18 ноября 1959 года. Некоторое время Гесса мучают боли. Подозревают, что он небольшими порциями глотал стиральный порошок и вызвал желудочные колики. Из-за этого все моющие и чистящие средства теперь разрешается использовать только под надзором.
19 ноября 1959 года. В последнее время Гесс стонет и кричит днем и ночью. Он ко всему безразличен и лежит, уставившись на стену. За семь недель он похудел почти на четырнадцать килограмм; при росте 1,75 метров он сейчас весит всего сорок пять килограмм. В ванной он напоминает мне гротескную фигуру с полотен Иеронима Босха. Он больше не может пройти несколько шагов до умывальной комнаты без посторонней помощи. Сегодня я написал о его состоянии президенту немецкого Красного Креста.
24 ноября 1959 года. Суета в коридоре, постоянно хлопает дверь в камеру Гесса, все бегают туда-сюда. Впервые за долгое время меня не выпускают из камеры. Чувство неизвестности.
25 ноября 1959 года. Утром удалось навестить Гесса. Он лежал на кровати с забинтованными запястьями. Когда я вошел, он повернул ко мне восковое лицо. Тем не менее, он похож на нашкодившего ребенка. Он заговорил даже с каким-то оттенком жизнерадостности:
— Когда вы вчера работали в саду, а охранника не было поблизости, я быстро разбил очки и осколком стекла вскрыл себе вены на запястье. В течение трех часов никто ничего не замечал, — продолжал он с довольным видом. — Я лежал в камере, и у меня было полно времени для того, чтобы истечь кровью. Тогда я навсегда избавился бы от боли. Я уже чувствовал приятную слабость. Но потом вдалеке услышал шум. Этот несчастный советский полковник совершал обход. Он увидел меня и немедленно зашил рану.

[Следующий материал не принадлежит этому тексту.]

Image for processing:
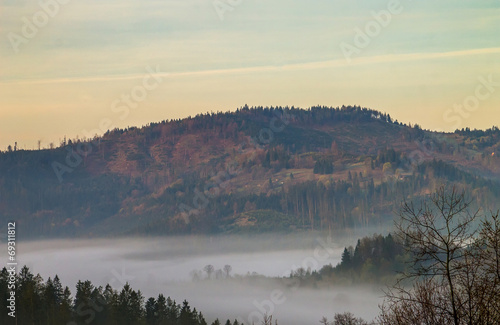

Гесс уныло посмотрел на меня:
— Я неудачник! Признайте это!
Но я поздравил его с неудачей, что он воспринял как дружеский жест.
Днем Гесс поглощал тонны еды: молоко, кашу, сладкий соус, бульон, сыр, апельсины. Вечером он тоже ел с прекрасным аппетитом. У меня сложилось впечатление, что он прекратил «операцию». Через своего друга я отправил Хильде телеграмму с просьбой отказаться от посредничества Красного Креста.
11 декабря 1959 года. Всего за две недели Гесс набрал четырнадцать килограмм. Только человек с железным желудком способен так объедаться после нескольких недель поста. Гесс, правда, немного смущен.
— Здесь все сошли с ума, даже весы.
Хотя некоторые русские называют эту попытку самоубийства саботажем, большинство охранников очень любезно ведут себя с Гессом. Все крутится вокруг его здоровья. Многие охранники, очевидно, перепугались не на шутку. Они как будто говорят себе: на два миллиметра глубже, и мы бы остались без пожизненной работы. Так что Гесс неожиданно стал ценным объектом. Ему это, похоже, нравится.
18 декабря 1959 года. Усилия Хильды приносят плоды. Герберт Венер и Карло Шмид поддерживают мое освобождение. Хильду принял новый президент Федеративной Республики Генрих Любке и обещал сделать все, что в человеческих силах. Я слежу за их усилиями с благодарностью, но равнодушно. Я пробыл здесь слишком долго.